From 2001 to 2021, Schomberg created a major series of work, which consists of a number of figurative columns capturing poignant "vignettes of emotion" from the September 11 attacks. Throughout those 20 years, while creating The 9/11 Series, Schomberg also continued to create a number of monumental athletic and memorial sculptures.

== Monumental sculptures ==
- The FINISH, 6.4.3, RUNNING BACK and THE START -FEMALE, 1.5 life size statues to commemorate the 100th Anniversary of the Detroit Athletic Club, Detroit, MI.
- The statue ROCKY created for the movie Rocky III - three bronze statues; on the grounds of the Philadelphia Museum of Art, Philadelphia, PA; the Private Collection of Sylvester Stallone; inside Terminal A West, Philadelphia International Airport.
- DOWN BUT NOT OUT...LOST BUT NOT FORGOTTEN created for the International Amateur Boxing Association in memory of the American team killed in a 1980 airplane crash; the United States Olympic Training Center, Colorado Springs, CO; the new Olympic Center, Warsaw, Poland.
- ATHLETES OF RACE– PRIMITIVE and ATHLETES OF RACE – MODERN, six larger than life equestrian statues; the Garden State Race Track, Cherry Hill, NJ; Due Process Farms, Colts Neck, NJ; Cloverleaf Farms, Ocala, FL.
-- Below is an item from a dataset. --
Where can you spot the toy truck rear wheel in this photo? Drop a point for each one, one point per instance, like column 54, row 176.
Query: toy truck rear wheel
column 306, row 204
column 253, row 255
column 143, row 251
- FLO HYMAN, a memorial to the volleyball Olympian; the Volleyball Hall of Fame, Holyoke, MA; United States Olympic Training Center, Colorado Springs, CO; the Daiei Corporation, Osaka, Japan; the International Volleyball Headquarters, Lausanne, Switzerland.
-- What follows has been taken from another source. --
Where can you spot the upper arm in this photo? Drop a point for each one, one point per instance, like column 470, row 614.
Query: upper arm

- The VETERANS MEMORIAL, a somber and emotional description of a fallen soldier wrapped in a tarpaulin, measuring 12 feet high; Church of the Holy Ghost, Denver, CO; National Museum of the Marine Corp in Quantico, VA; Riverside National Military Cemetery, Riverside, CA.
- The ARMENIAN MEMORIAL, a 24 foot monolith that is a description of a country's tragedy; installation to be announced.
- The WAR DOG MEMORIAL, an 18 foot column and relief of a soldier and dog dedicated to the war dog efforts during the Vietnam War; March Airfield Museum, Riverside, CA; Sacrifice Field, Fort Benning, GA; Rhode Island Veterans Memorial Cemetery, Exeter, RI.

== Future installations ==
- The CARYATIDS and THE START-FEMALE have been proposed to be added to the permanent collection of the Brookgreen Sculpture Gardens and Museum, Myrtle Beach, SC.
- THE GIFT is meant to commemorate the Nation's gratitude to the American Indian for over 200 years of military service, and to symbolize the sacrifices the American Indian endured throughout history. Future installation will be at Riverside National Cemetery, Riverside, CA.
- THE 9/11 SERIES: Exhibitions at Brookgreen Sculpture Garden, Murrell's Inlet, SC.